Che sia la tecnologia a prendere il sopravvento su un essere umano completamente passivo o che sia l’uomo a sfruttarne e degenerarne le caratteristiche a suo piacimento, la sensazione generale è quella di un rapporto comunque malato, che costruisce realtà in cui difficilmente qualcuno di noi vorrebbe davvero vivere – arrivando così a stabilire l’essenza ultima della dis-utopia. Guardando Black Mirror ci si potrebbe chiedere se sia possibile parlare di distopie e tecnologia attraverso una lente più leggera. La risposta è: forse sì.
E l’esempio più recente e forse anche di maggiore impatto è Upload.
Upload: il contraltare di Black Mirror?
Apparsa su Amazon Prime Video il 1 maggio del 2020, Upload è stata scritta nientemeno che da Greg Daniels, autore di The Office, dalla quale riprende i toni comedy che rendono Upload così godibile nonostante la macabra premessa.
Sì, perché l’incipit della serie potrebbe perfettamente piazzarsi nell’antologica Black Mirror: Nathan Brown (un bravo Robbie Amell), ingegnere informatico di una non ben specificata start-up, muore a causa di un misterioso incidente stradale. Grazie alla sua ricca fidanzata Ingrid (un’Allegra Edwards sopra le righe), viene uploadato nel paradiso virtuale Lakeview dove potrà trascorrere l’eternità nei comfort e nei gadget previsti dal suo pacchetto VIP. Ad accompagnarlo nel suo soggiorno c’è il suo “angelo custode” Nora (un’insospettabile Andy Allo), ossia una dipendente dell’azienda che funge da elemento di contatto tra gli avatar caricati e la piattaforma.
Se la premessa è, appunto, materiale già visto (la stessa Black Mirror aveva affrontato il tema della realtà virtuale e dell’aldilà nell’efficacissima San Junipero) è il tono quello che contraddistingue questa serie, a metà tra la comedy e la romance pura. Tutti gli elementi distintivi della distopia sono presenti. La realtà virtuale non è perfetta come sembra e Nathan comincerà a intuirlo quando scoprirà l’esistenza di un intero piano dedicato agli avatar che non possono permettersi un accesso illimitato alla tecnologia. Così come in vita, anche nella morte la dignità si conquista e si mantiene col denaro, allegoria neanche troppo mascherata di una divisione di classe permanente persino nell’aldilà. Eppure, dal versante dell’angelo vivente Nora, ritroviamo una volontà sempre più pressante di sfuggire dalla vera realtà – comunque più oscura e noiosa – per immergersi in quella finta, sì, ma colorata e dolce del virtuale.

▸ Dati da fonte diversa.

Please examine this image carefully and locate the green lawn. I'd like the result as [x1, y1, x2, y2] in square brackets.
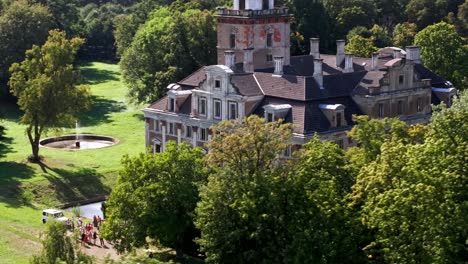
[0, 62, 145, 263]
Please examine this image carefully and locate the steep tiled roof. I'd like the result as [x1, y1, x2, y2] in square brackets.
[231, 74, 263, 96]
[148, 96, 167, 111]
[178, 67, 206, 87]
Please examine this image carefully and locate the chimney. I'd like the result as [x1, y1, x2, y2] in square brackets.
[310, 38, 320, 59]
[336, 40, 345, 67]
[273, 56, 284, 75]
[371, 52, 379, 71]
[393, 49, 401, 59]
[406, 46, 421, 63]
[243, 48, 254, 73]
[224, 50, 236, 69]
[344, 53, 353, 73]
[313, 58, 324, 89]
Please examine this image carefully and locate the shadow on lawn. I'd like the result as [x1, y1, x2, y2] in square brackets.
[80, 66, 120, 85]
[40, 163, 111, 205]
[78, 95, 126, 126]
[0, 161, 35, 207]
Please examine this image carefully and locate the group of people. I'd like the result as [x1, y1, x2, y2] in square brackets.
[60, 215, 105, 247]
[80, 223, 104, 246]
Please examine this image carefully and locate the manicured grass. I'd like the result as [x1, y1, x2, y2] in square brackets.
[0, 62, 145, 263]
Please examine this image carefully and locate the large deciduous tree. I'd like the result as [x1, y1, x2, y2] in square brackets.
[0, 0, 54, 97]
[415, 22, 468, 90]
[196, 116, 292, 263]
[9, 30, 90, 162]
[392, 22, 418, 48]
[101, 142, 207, 256]
[349, 91, 468, 263]
[120, 7, 216, 104]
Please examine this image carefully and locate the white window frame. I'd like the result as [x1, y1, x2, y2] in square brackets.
[214, 99, 222, 119]
[199, 128, 208, 141]
[199, 97, 207, 116]
[266, 112, 274, 122]
[228, 101, 238, 120]
[169, 97, 175, 112]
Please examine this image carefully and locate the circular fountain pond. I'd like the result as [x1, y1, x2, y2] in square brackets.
[40, 135, 118, 150]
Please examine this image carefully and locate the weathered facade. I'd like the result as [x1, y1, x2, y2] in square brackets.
[143, 0, 456, 153]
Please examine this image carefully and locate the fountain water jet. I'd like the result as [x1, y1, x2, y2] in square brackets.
[75, 121, 81, 148]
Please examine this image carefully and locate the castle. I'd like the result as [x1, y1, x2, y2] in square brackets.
[143, 0, 456, 153]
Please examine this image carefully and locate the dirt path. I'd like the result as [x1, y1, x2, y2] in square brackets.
[79, 239, 120, 262]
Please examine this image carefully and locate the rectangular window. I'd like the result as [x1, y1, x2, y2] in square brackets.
[186, 126, 192, 138]
[263, 0, 269, 10]
[399, 75, 404, 85]
[229, 101, 238, 120]
[378, 103, 384, 118]
[417, 98, 422, 112]
[154, 120, 160, 132]
[239, 0, 245, 10]
[199, 97, 207, 116]
[266, 112, 274, 122]
[266, 33, 273, 47]
[266, 54, 273, 62]
[169, 123, 175, 135]
[215, 80, 221, 88]
[214, 99, 222, 119]
[398, 100, 404, 115]
[230, 34, 236, 49]
[200, 128, 208, 141]
[336, 112, 342, 127]
[169, 98, 175, 112]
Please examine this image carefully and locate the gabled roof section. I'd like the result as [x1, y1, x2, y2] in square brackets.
[178, 67, 207, 87]
[231, 74, 263, 96]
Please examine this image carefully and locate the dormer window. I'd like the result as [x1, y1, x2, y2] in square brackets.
[230, 34, 236, 49]
[266, 33, 273, 47]
[199, 97, 207, 116]
[215, 80, 221, 88]
[264, 104, 292, 123]
[319, 104, 346, 127]
[266, 112, 274, 122]
[169, 98, 175, 112]
[336, 112, 342, 127]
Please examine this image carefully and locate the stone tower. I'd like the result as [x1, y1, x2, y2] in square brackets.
[216, 0, 291, 71]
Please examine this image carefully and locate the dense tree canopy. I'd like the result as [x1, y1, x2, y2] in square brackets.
[9, 30, 90, 162]
[415, 22, 468, 89]
[102, 142, 207, 256]
[120, 6, 216, 104]
[0, 0, 54, 96]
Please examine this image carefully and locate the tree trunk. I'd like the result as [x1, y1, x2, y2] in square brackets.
[27, 123, 42, 163]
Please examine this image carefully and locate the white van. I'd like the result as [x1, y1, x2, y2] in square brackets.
[42, 209, 68, 223]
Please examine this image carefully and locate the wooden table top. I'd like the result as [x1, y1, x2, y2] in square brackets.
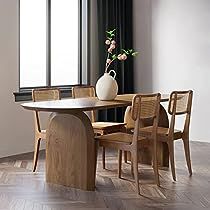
[21, 94, 169, 113]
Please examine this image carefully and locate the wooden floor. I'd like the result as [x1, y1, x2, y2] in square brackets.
[0, 141, 210, 210]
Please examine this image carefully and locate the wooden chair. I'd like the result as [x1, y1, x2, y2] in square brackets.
[32, 88, 61, 172]
[140, 90, 193, 181]
[72, 86, 126, 169]
[95, 93, 161, 195]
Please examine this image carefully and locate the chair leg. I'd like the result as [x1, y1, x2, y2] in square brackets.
[132, 149, 140, 195]
[131, 156, 134, 178]
[167, 141, 176, 181]
[124, 151, 127, 163]
[102, 147, 106, 169]
[94, 141, 99, 176]
[118, 150, 122, 178]
[152, 143, 160, 186]
[182, 137, 192, 176]
[32, 138, 41, 172]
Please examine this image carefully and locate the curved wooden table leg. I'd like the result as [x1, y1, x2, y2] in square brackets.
[46, 112, 96, 191]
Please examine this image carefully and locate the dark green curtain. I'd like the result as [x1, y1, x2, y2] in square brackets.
[97, 0, 134, 122]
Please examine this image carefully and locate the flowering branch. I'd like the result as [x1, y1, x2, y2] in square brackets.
[104, 29, 138, 73]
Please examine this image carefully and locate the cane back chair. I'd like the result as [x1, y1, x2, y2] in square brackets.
[95, 93, 161, 195]
[32, 88, 61, 172]
[140, 90, 193, 181]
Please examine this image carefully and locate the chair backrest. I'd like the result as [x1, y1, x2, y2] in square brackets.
[72, 86, 96, 122]
[168, 90, 193, 136]
[131, 93, 161, 144]
[72, 86, 95, 98]
[32, 88, 61, 132]
[32, 88, 61, 102]
[168, 90, 193, 115]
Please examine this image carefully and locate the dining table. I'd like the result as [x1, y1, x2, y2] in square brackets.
[21, 94, 170, 191]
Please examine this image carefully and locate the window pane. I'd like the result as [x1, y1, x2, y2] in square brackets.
[20, 0, 46, 88]
[51, 0, 79, 86]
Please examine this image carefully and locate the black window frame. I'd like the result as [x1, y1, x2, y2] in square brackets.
[14, 0, 84, 102]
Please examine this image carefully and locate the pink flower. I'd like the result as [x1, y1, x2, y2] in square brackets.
[111, 40, 116, 45]
[104, 29, 138, 73]
[106, 59, 112, 64]
[110, 44, 116, 50]
[121, 54, 127, 60]
[108, 48, 113, 53]
[105, 40, 111, 45]
[117, 54, 122, 60]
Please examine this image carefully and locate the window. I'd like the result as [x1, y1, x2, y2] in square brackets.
[19, 0, 80, 89]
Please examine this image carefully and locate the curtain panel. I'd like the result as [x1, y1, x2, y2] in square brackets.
[97, 0, 134, 122]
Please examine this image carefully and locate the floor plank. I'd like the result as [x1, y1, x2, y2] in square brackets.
[0, 141, 209, 209]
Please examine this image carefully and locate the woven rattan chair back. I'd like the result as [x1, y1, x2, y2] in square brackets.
[72, 86, 95, 98]
[168, 90, 193, 115]
[131, 93, 161, 144]
[32, 88, 61, 102]
[132, 94, 161, 121]
[72, 86, 96, 122]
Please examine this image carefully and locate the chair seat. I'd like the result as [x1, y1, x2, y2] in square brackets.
[140, 126, 183, 140]
[92, 122, 126, 130]
[95, 132, 146, 144]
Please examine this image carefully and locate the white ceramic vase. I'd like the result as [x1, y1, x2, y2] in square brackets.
[96, 70, 118, 100]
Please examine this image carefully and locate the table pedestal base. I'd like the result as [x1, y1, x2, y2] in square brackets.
[46, 112, 96, 191]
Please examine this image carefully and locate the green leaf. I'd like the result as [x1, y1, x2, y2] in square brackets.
[106, 29, 116, 35]
[106, 31, 112, 38]
[112, 54, 117, 60]
[106, 29, 116, 42]
[122, 49, 129, 55]
[107, 29, 116, 35]
[132, 52, 139, 56]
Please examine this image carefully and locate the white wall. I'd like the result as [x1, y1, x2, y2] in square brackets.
[133, 0, 153, 92]
[134, 0, 210, 142]
[0, 0, 38, 158]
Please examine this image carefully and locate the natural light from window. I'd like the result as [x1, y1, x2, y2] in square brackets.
[20, 0, 79, 88]
[20, 0, 46, 88]
[51, 0, 79, 86]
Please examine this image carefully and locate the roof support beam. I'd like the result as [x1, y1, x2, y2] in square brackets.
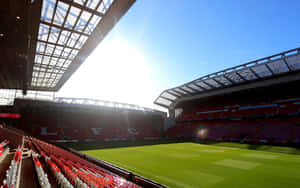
[223, 74, 235, 84]
[282, 56, 292, 71]
[235, 72, 246, 82]
[59, 0, 104, 17]
[202, 80, 216, 89]
[166, 91, 181, 98]
[177, 87, 192, 95]
[40, 21, 90, 37]
[194, 82, 207, 91]
[212, 78, 225, 87]
[35, 52, 70, 60]
[34, 64, 67, 71]
[37, 40, 81, 51]
[185, 85, 199, 93]
[249, 67, 261, 79]
[265, 62, 275, 75]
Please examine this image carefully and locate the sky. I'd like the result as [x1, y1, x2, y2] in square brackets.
[57, 0, 300, 111]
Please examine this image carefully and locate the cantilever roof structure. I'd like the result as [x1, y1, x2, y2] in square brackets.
[0, 89, 158, 112]
[155, 47, 300, 109]
[0, 0, 135, 93]
[31, 0, 135, 91]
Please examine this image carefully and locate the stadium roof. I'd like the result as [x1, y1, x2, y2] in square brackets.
[0, 89, 159, 112]
[155, 47, 300, 109]
[0, 0, 135, 93]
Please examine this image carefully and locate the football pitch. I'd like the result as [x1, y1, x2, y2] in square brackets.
[80, 143, 300, 188]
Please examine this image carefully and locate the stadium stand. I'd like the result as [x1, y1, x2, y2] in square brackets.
[12, 98, 165, 142]
[0, 125, 164, 187]
[165, 96, 300, 145]
[158, 47, 300, 147]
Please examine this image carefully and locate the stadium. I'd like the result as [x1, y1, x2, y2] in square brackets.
[1, 0, 300, 187]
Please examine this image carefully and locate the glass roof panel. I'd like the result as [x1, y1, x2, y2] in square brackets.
[205, 79, 221, 88]
[75, 11, 91, 32]
[38, 24, 49, 41]
[85, 15, 102, 34]
[86, 0, 101, 9]
[168, 90, 182, 97]
[187, 84, 203, 92]
[97, 0, 114, 14]
[286, 54, 300, 71]
[53, 1, 69, 26]
[237, 68, 257, 81]
[74, 0, 86, 6]
[252, 64, 273, 77]
[196, 81, 211, 90]
[214, 76, 231, 86]
[226, 72, 243, 83]
[174, 88, 187, 95]
[181, 86, 196, 93]
[41, 0, 56, 23]
[267, 59, 289, 74]
[161, 92, 177, 100]
[65, 6, 81, 29]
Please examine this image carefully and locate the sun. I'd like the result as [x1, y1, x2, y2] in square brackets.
[58, 37, 157, 109]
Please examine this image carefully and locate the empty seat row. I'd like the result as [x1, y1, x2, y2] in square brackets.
[0, 140, 10, 162]
[30, 137, 141, 188]
[1, 146, 22, 188]
[167, 118, 300, 145]
[32, 152, 51, 188]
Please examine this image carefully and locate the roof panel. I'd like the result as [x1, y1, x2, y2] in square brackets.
[286, 55, 300, 71]
[197, 81, 211, 90]
[237, 68, 257, 81]
[181, 86, 197, 93]
[168, 90, 183, 97]
[268, 59, 289, 74]
[187, 83, 203, 92]
[161, 92, 177, 101]
[214, 76, 231, 86]
[252, 64, 273, 77]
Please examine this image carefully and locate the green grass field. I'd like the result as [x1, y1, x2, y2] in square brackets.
[79, 142, 300, 188]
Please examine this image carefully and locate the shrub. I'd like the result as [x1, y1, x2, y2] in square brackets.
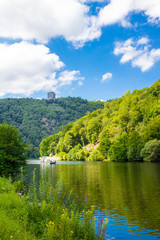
[67, 144, 82, 161]
[88, 149, 104, 161]
[140, 139, 160, 162]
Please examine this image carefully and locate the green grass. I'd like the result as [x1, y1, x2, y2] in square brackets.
[0, 172, 107, 240]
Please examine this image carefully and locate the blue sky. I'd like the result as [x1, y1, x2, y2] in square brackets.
[0, 0, 160, 101]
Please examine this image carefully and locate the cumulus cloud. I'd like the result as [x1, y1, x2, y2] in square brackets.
[0, 0, 100, 47]
[0, 0, 160, 46]
[57, 70, 84, 87]
[0, 41, 83, 97]
[98, 0, 160, 28]
[78, 81, 84, 86]
[114, 37, 160, 71]
[101, 72, 112, 82]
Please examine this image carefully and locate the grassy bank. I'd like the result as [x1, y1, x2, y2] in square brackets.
[0, 171, 107, 240]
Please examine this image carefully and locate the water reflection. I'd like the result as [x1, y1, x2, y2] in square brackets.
[26, 161, 160, 239]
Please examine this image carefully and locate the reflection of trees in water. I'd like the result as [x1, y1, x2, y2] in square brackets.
[44, 162, 160, 235]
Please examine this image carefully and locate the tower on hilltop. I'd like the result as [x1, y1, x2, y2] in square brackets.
[47, 92, 56, 100]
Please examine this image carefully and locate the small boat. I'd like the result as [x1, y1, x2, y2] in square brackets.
[50, 160, 56, 165]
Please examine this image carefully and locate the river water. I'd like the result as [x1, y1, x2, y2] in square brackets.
[26, 161, 160, 240]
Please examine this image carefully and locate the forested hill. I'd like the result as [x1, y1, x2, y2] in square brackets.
[0, 97, 104, 158]
[40, 79, 160, 162]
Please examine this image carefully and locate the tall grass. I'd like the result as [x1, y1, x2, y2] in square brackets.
[0, 169, 108, 240]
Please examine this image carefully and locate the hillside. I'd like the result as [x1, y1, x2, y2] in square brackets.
[40, 79, 160, 162]
[0, 97, 104, 158]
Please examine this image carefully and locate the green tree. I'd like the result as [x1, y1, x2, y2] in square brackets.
[88, 149, 104, 161]
[87, 117, 101, 144]
[108, 133, 128, 161]
[67, 144, 82, 161]
[0, 123, 26, 176]
[144, 116, 160, 142]
[98, 136, 111, 158]
[140, 139, 160, 162]
[127, 131, 143, 161]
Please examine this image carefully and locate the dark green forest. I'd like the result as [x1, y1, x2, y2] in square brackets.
[0, 97, 104, 158]
[40, 79, 160, 162]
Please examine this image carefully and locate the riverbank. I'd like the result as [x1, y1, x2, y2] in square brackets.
[0, 174, 107, 240]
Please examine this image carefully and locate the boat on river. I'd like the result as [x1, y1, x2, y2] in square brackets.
[40, 156, 57, 164]
[49, 160, 56, 164]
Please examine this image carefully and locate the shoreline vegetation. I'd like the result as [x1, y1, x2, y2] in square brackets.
[0, 169, 108, 240]
[40, 79, 160, 162]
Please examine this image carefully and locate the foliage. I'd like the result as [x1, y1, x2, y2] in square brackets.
[0, 123, 26, 177]
[98, 136, 111, 159]
[127, 131, 143, 161]
[140, 139, 160, 162]
[143, 115, 160, 142]
[108, 133, 128, 161]
[0, 172, 108, 240]
[67, 144, 82, 161]
[41, 79, 160, 162]
[0, 97, 104, 158]
[88, 149, 104, 161]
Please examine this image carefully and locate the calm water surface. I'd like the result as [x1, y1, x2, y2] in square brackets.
[26, 161, 160, 240]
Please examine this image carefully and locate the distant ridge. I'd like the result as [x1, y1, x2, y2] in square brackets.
[0, 97, 104, 158]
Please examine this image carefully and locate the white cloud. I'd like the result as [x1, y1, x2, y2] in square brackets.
[57, 70, 84, 87]
[0, 0, 160, 46]
[0, 0, 100, 47]
[114, 37, 160, 71]
[101, 72, 112, 82]
[0, 41, 83, 97]
[98, 0, 160, 28]
[78, 81, 84, 86]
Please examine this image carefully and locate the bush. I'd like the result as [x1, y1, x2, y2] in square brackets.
[88, 149, 104, 161]
[58, 152, 67, 161]
[140, 139, 160, 162]
[76, 149, 87, 161]
[67, 144, 82, 161]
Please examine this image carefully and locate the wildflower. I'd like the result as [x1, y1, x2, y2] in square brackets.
[100, 217, 104, 224]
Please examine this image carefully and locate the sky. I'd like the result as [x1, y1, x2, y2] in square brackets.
[0, 0, 160, 101]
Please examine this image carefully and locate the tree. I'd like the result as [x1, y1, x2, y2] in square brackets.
[127, 131, 143, 161]
[140, 139, 160, 162]
[67, 144, 82, 161]
[108, 133, 128, 161]
[98, 136, 111, 158]
[87, 117, 101, 144]
[144, 116, 160, 142]
[0, 123, 26, 176]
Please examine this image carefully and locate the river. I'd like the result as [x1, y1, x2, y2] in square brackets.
[26, 161, 160, 240]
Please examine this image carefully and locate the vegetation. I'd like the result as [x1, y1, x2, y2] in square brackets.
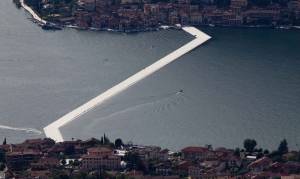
[243, 139, 257, 153]
[114, 138, 124, 149]
[278, 139, 289, 155]
[124, 152, 146, 172]
[2, 138, 6, 145]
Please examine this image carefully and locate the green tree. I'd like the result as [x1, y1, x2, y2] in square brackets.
[103, 133, 110, 145]
[243, 139, 257, 153]
[2, 138, 6, 145]
[264, 149, 270, 155]
[115, 138, 124, 148]
[234, 148, 241, 157]
[278, 139, 288, 155]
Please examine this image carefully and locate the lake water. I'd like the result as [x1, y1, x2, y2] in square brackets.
[1, 0, 299, 150]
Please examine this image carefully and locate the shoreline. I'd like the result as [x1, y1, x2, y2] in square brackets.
[18, 0, 299, 32]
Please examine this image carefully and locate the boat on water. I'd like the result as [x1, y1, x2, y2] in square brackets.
[176, 89, 184, 95]
[41, 22, 63, 30]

La critica alla tecnologia e all’uso che se ne fa è sempre presente nello sfondo, anche se è chiaro che essa passi spesso in secondo piano rispetto alle vicende romantiche del protagonista, diviso tra il neonato sentimento per Nora e la grottesca relazione con Ingrid. Per certi versi, anche queste due relazioni introducono spunti interessanti: dall’attività sessuale tra un avatar e un vivente, alle implicazioni di una dipendenza economica dell’avatar, ai rischi di essere cancellati se per caso l’hard disk finisce in cattive mani.
L’impressione è che Upload dica molto, ma lo faccia con un mix di mood e toni che rendono inevitabile la superficialità di alcune tematiche a favore della trama principale (romantica). Volendo fare un confronto, potremmo definire Upload una versione diluita di un episodio di Black Mirror che, sotto al filtro color pastello, cerca comunque di stimolare domande scomode, spesso però in modo poco incisivo e poco focalizzato. Se queste domande, poi, siano efficacemente raccolte ed elaborate dal pubblico è forse un po’ presto per dirlo. La serie sembra comunque cosciente del proprio potenziale e la chiusura della prima stagione – che non anticipiamo per evitare spoiler – parrebbe dirigersi verso la direzione di un approfondimento della realtà distopica in cui è immersa, pur senza rinunciare al suo mix di mood e generi.
Eppure, potrebbe essere proprio un nuovo equilibrio tra la sua anima comedy e le tematiche futuristiche a fare di Upload un prodotto distintivo, creandogli una nicchia speciale in un filone già molto affollato che possa evitargli paragoni scomodi con prodotti più longevi, ma soprattutto più incisivi.